Tajik president calls for fair parliamentary elections

The president of Tajikistan has asked that the government not interfere with the conduct of parliamentary elections in February and ensure that they take place in a democratic manner.

Nigina Sharipova

2009-12-10

DUSHANBE ― President of Tajikistan Emomali Rahmon has asked the government not to interfere with the conduct of parliamentary elections in February. The president’s press office also reported that in his meeting with the country’s political parties on Dec. 4, the President called on his subordinates to do everything possible to ensure that the parliamentary elections are conducted democratically.

The president also expressed the view that parties should demonstrate a high level of accountability when fielding candidates. “Candidates should not limit themselves to the instructions of their parties. Instead, they should work with the nation’s interest in mind,” Rahmon stressed.

The president also underlined that as head of state, he has a vested interest in ensuring that the elections are transparent and that the best MPs are chosen.

In Rahmon’s view, parties need to work with voters if they are to win seats. “Political parties ought to reach out to people and act in the interests of the state and the nation.
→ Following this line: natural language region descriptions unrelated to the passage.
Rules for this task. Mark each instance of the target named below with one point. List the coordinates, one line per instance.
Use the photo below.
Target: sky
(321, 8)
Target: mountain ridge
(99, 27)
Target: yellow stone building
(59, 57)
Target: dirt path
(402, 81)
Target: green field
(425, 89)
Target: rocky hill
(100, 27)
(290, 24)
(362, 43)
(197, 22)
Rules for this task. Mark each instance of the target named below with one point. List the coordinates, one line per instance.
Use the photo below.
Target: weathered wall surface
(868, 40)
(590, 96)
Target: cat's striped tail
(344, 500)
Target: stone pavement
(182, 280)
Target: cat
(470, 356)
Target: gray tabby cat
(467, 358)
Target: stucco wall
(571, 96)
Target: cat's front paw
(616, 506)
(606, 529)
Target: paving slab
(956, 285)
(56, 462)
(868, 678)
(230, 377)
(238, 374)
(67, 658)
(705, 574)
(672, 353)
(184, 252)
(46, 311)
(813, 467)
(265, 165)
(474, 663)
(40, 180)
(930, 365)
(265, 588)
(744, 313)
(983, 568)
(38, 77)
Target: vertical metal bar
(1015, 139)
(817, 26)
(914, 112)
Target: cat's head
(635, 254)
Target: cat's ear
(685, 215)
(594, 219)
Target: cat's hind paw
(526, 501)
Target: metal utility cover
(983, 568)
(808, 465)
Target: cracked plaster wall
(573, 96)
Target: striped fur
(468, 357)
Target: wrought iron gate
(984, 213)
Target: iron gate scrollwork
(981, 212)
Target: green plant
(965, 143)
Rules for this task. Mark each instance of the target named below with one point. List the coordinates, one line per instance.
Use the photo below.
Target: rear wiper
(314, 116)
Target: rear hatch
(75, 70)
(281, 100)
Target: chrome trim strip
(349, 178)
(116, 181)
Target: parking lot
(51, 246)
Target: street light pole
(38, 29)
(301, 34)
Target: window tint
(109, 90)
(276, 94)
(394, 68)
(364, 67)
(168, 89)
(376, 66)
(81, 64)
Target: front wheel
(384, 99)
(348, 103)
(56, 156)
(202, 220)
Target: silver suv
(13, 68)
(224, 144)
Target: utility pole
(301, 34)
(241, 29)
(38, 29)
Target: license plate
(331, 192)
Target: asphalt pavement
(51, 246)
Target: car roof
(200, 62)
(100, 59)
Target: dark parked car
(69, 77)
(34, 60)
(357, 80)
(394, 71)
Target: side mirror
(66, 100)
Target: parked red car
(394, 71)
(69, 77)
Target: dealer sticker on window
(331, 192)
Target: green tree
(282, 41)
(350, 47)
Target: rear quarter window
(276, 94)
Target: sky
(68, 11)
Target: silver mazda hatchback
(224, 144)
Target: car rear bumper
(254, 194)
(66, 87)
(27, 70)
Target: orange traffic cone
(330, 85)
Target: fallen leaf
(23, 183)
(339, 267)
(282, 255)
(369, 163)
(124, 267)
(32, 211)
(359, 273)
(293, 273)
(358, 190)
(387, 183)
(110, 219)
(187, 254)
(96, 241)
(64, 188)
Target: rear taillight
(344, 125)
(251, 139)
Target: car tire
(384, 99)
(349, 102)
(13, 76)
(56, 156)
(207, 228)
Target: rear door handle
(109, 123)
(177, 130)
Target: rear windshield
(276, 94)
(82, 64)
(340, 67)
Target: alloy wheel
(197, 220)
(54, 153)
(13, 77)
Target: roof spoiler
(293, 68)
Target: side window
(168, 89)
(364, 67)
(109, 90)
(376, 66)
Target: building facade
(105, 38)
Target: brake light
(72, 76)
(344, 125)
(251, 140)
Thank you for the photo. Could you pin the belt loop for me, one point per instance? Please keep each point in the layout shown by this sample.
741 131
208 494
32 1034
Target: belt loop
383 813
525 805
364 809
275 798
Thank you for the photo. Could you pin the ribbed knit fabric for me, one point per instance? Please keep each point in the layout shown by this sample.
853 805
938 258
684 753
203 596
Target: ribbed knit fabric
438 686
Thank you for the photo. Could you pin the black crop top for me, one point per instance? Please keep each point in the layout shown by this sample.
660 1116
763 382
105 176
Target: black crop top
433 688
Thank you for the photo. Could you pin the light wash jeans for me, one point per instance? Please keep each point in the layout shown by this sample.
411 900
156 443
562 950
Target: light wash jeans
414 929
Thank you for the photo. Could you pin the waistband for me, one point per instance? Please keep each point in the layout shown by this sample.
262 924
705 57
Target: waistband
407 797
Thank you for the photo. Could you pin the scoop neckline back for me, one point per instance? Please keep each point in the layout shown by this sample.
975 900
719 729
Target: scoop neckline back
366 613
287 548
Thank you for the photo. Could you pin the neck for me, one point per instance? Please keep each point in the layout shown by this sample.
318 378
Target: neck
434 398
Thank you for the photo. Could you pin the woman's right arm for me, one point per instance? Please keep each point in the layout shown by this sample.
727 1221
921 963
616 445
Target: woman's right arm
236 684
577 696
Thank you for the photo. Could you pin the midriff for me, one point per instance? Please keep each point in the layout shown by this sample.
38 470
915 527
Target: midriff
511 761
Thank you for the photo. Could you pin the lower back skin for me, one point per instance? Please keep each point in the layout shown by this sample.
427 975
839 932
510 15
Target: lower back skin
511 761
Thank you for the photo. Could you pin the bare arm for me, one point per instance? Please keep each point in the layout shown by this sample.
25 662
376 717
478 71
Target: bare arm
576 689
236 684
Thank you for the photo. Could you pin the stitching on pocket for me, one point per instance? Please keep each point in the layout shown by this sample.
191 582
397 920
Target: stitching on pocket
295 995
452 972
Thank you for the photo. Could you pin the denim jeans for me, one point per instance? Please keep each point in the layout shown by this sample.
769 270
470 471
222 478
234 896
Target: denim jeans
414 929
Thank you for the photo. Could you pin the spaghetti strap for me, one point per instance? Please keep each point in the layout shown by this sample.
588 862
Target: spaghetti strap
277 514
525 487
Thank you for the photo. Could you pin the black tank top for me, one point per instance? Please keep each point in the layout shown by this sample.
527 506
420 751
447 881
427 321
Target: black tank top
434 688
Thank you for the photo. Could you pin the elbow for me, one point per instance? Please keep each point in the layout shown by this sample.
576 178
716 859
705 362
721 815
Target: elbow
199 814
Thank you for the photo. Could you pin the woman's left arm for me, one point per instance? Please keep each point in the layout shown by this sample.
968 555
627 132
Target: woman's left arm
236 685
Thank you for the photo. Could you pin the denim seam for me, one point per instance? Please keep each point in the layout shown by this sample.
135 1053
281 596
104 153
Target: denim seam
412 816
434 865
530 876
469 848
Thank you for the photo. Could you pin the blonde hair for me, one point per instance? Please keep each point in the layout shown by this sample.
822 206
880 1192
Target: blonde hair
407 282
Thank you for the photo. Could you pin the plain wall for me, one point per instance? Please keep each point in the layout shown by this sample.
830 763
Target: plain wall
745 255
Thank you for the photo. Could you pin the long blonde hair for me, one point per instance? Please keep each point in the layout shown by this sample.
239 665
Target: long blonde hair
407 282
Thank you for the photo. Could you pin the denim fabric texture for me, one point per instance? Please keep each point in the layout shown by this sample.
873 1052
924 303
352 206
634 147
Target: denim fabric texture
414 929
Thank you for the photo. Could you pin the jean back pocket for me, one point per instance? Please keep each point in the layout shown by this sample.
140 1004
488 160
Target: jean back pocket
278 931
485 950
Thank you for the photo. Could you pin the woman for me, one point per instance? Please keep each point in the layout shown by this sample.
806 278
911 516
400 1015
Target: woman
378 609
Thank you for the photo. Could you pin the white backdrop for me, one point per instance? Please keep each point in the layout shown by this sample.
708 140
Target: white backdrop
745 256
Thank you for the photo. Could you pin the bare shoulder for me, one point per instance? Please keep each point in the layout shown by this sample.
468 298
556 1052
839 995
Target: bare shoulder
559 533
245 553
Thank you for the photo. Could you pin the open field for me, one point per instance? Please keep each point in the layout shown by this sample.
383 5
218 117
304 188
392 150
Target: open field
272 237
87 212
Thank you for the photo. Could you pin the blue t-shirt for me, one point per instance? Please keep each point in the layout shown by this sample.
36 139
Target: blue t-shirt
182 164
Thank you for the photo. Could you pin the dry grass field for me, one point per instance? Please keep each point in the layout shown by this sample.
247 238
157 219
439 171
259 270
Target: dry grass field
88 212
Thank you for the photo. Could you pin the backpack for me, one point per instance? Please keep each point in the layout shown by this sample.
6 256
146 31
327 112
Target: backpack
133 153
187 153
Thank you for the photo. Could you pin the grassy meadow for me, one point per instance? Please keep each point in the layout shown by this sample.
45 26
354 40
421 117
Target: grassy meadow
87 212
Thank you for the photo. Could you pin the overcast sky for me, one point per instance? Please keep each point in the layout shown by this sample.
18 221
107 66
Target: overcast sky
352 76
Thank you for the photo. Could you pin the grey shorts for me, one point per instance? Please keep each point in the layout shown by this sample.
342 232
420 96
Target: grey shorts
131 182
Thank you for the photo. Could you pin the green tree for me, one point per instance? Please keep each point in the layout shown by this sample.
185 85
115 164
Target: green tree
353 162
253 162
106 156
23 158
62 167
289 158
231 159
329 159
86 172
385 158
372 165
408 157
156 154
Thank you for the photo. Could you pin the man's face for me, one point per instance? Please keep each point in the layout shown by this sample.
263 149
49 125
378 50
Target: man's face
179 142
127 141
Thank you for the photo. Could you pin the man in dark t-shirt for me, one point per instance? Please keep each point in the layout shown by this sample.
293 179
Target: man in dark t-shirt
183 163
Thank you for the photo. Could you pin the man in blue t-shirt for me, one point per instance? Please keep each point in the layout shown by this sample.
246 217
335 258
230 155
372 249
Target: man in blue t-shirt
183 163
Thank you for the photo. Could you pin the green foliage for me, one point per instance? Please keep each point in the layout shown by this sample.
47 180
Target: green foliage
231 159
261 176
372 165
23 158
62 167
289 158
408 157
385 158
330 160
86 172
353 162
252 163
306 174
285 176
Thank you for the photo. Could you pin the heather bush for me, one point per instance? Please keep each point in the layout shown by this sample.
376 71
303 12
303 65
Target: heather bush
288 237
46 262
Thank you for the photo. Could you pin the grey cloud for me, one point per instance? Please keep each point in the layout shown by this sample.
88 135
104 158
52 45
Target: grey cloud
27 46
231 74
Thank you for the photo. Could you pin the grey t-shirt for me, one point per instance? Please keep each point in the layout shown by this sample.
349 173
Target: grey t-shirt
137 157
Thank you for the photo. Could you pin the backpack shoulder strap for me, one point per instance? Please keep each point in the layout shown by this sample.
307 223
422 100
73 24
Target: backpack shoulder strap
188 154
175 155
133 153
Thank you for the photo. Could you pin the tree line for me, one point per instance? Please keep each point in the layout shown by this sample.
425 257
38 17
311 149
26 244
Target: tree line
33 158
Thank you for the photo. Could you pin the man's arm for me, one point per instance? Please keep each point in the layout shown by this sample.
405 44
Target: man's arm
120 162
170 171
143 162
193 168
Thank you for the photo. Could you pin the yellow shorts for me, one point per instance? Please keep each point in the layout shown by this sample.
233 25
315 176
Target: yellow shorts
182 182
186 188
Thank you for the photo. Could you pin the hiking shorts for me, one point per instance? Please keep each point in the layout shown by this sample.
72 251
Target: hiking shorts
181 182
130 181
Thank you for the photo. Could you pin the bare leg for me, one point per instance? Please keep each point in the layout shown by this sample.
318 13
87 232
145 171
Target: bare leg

People can assess the organisational abilities, degree of patriotism and human resource potential of each party, and can judge whether their candidates are capable of making a real contribution to the development of society and protecting the nation’s interests,” Rahmon said.

Tajik political analysts say that the preparations for the previous elections were more active than those being made for the upcoming polls. This is because the required electoral deposit has been increased to nearly US$1,600. Most political parties have already expressed dissatisfaction with the fee.

“Considering the financial crisis, this amount will be too much for many candidates,” says Rustam Samiyev. He believes that consequently, the elections will result in no significant changes to the parliamentary status quo.